Nov 24, 2002 18:48
I just thought i know i will write my live journal, im all hippity happy. But im not really anymore. After that err messy entry this morning i thought i would try to be a bit more comprehendable, i noone reads my diary anyhoo, except aimee sometimes and steve when hes having a snoop (then he takes things the wrong way and sulks instead of confronting me). It doesnt bother me really, i really missed the internet the last two weeks but when i got it back i realised that err i didnt have anything i wanted to do on the net, just read my emails and stuff i guess, speak to people on msn. Thats about it. ho hum.
So today, had a bit of an argument with Steve, he didnt come to Barbies house,he wouldnt get on the train, and i was annoyed cos my Barbie offered to pick us up and steve said no no its fine i wamnt to go on the train,i can do it.b But he couldnt and said he would go home instead, so i was annoyed cos he made me late for my train and there was only one an hour and barbie had a place booked for lunch. So off we went (he managed to walk off leaving my front door open but thats another thing all together.
So aimee, if you read this, i am sad cos of you!hehe, nah not in a bad way, i just read your lj post and it made me cry. I spose it makes me think about my mama, what i told you in theletter and stuff, ohhi dont want to write it now. bUT i just want to say that i loveyou and i know you may be sadded right now, and rightfully so, and although it may be hard, next weekend, i shall take care of you and i will try to cheer you, i will take you shopping, i will buy you chocolate brownie milkshakes, and we shall sleep in my bed under your stars and have nice chats. i will give you bee-lovin, you will smile. promise.

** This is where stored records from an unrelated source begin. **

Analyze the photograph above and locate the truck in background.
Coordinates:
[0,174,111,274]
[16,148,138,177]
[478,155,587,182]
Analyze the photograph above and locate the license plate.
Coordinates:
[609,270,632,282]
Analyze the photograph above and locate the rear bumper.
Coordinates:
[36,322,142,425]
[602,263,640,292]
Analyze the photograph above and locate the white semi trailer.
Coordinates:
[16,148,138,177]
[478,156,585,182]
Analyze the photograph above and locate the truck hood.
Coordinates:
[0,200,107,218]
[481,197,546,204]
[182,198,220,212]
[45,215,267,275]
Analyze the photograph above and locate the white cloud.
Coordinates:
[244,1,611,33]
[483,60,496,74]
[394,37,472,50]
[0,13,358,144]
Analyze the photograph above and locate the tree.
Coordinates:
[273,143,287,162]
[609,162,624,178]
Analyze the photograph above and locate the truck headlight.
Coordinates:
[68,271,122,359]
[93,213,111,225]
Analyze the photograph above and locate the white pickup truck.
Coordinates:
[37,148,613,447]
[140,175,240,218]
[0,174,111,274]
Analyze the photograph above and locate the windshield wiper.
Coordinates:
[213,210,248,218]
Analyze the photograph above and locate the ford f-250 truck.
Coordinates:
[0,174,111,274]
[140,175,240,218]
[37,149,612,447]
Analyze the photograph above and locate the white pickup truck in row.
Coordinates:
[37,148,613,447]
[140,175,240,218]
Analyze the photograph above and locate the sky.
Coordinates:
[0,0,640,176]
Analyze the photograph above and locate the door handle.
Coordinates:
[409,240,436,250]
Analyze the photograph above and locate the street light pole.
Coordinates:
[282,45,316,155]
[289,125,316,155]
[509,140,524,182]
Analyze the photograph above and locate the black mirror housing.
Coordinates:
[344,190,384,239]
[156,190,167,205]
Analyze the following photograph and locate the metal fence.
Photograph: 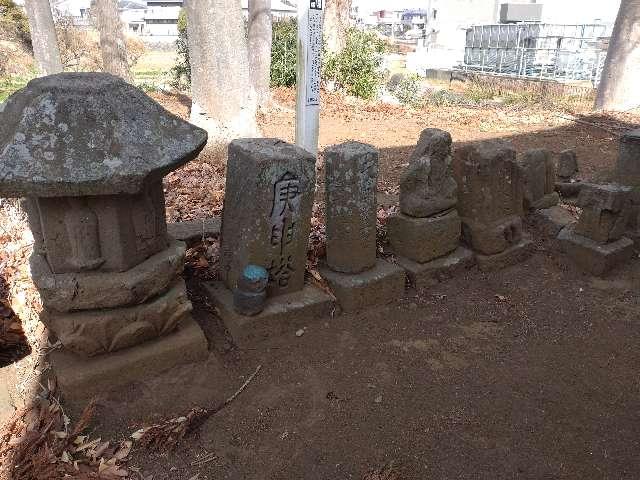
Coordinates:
[460,23,611,86]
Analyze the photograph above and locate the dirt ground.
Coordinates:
[3,91,640,480]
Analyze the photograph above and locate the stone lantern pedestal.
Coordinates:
[0,73,207,405]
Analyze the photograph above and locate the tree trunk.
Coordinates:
[184,0,258,144]
[24,0,62,75]
[248,0,272,106]
[324,0,351,53]
[596,0,640,111]
[92,0,133,83]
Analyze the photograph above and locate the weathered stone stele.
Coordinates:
[574,184,632,244]
[400,128,458,218]
[220,139,315,296]
[324,142,378,273]
[616,129,640,186]
[454,141,524,255]
[518,148,560,210]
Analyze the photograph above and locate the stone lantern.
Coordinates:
[0,73,207,406]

im going to have amagic bath, make my lunch for tomorrow and go bed early. My other amy texted today.xxxx
Had nice time with babs, she gave me money and clothes. hmm.
Got home and i spoke to clarkey. He was being off with me cos i was laughing at some girl on RR who is a big brian molko loving loser twat face. he told me off for judging people too quick and was pretty mean and stuff. I was annoyed, but instead of having a huff i decided to try to explain, that it doesnt bother me to be so quick to judge cos i dont think i have ever been wrong. Maybe i lose friends by writing people off too quickly or whatever but i trust my own judgement and rarely doubt that i am making a mistake. I dont think that its black and white, that you either like someone or you dont. Thats not true. STeves friend Katherine for example, i sorta like her, sometimes shes rude and annoying but sometimes shes funny and friendly, and it doesnt bother me, i dont want to be close to her, she doesnt want to be close to me, so hurrah i guess.

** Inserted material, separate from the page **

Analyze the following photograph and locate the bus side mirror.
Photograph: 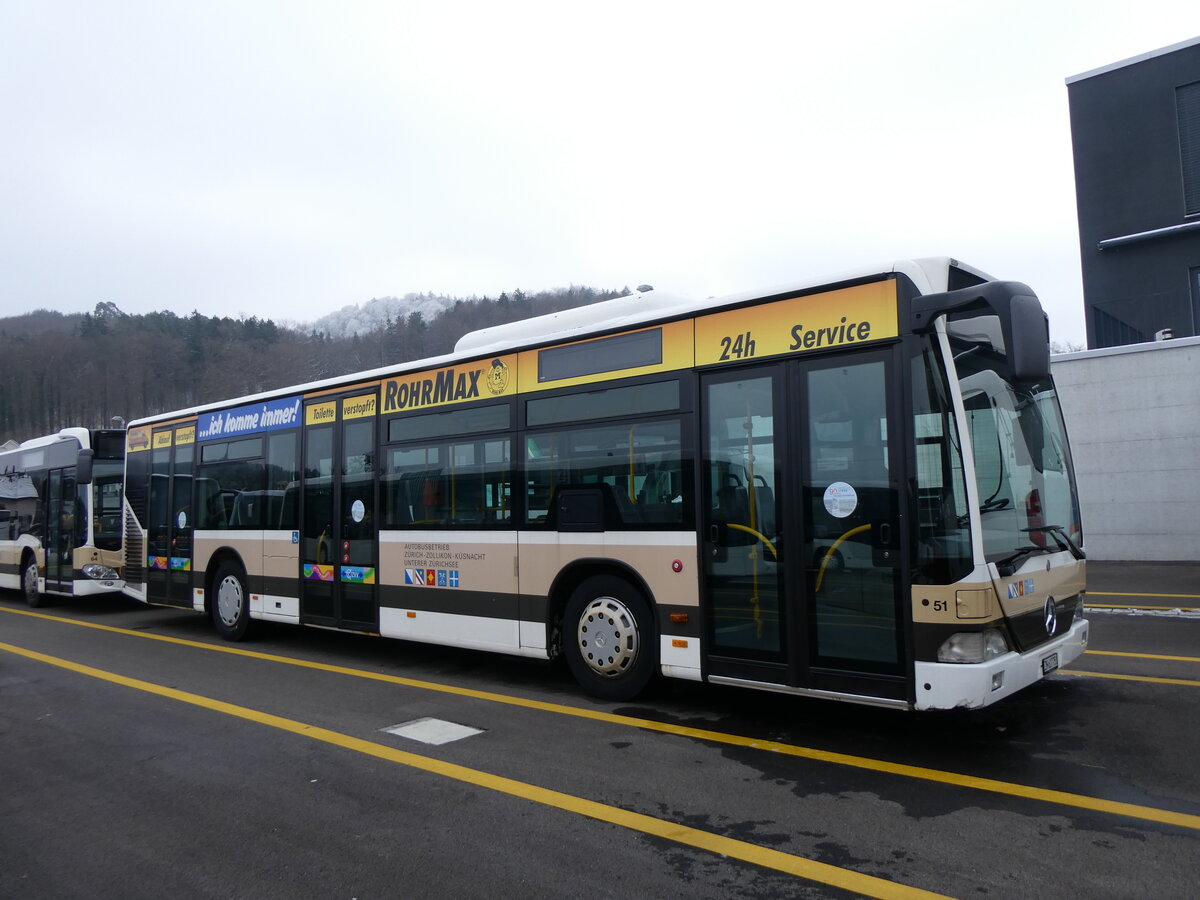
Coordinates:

I feel lucky sometimes, but sometimes i cry cos i am so lonely. When i feel lucky i realise that i have people i really think are goodies, that are proper nice decent people. It annoys me when Steven surrounds himself with bad people, when he knows they are bad, and pretends not to mind, because then he has people around him. Having people around you is better than being alone right??
No, Wrong! If you arent comfortable being alone then there is no hope!! Its true that if you dont like yourself then noone else will like you. Sure everyoneis alone sometimes, but if you dont ever actually choose to be alone, then you dont properly have time alone to think do you. To sort out YOUR thoughts from those of everyone around you.
God, sometimes i feel old.
So anyway, i was all happy thinking about getting paid and buying presents for people i love. i really want to get barbie sometineg SUPER SPECIAL this year cos i love her so very much, i feel so guilty cos of all the things she gives me. And when she gives me money i always want to say, no i dont want it, you keep it, but lately that would be foolish cos i am overdrawn and stuff and i bet she would insist.
when i do have money, i know it would be silly to give her £20 back or whatever, she doesnt need it, shes rich enough.So i want to give her someting fabulous, not nessercerily expensive but its goodto know i can afford miore if i want.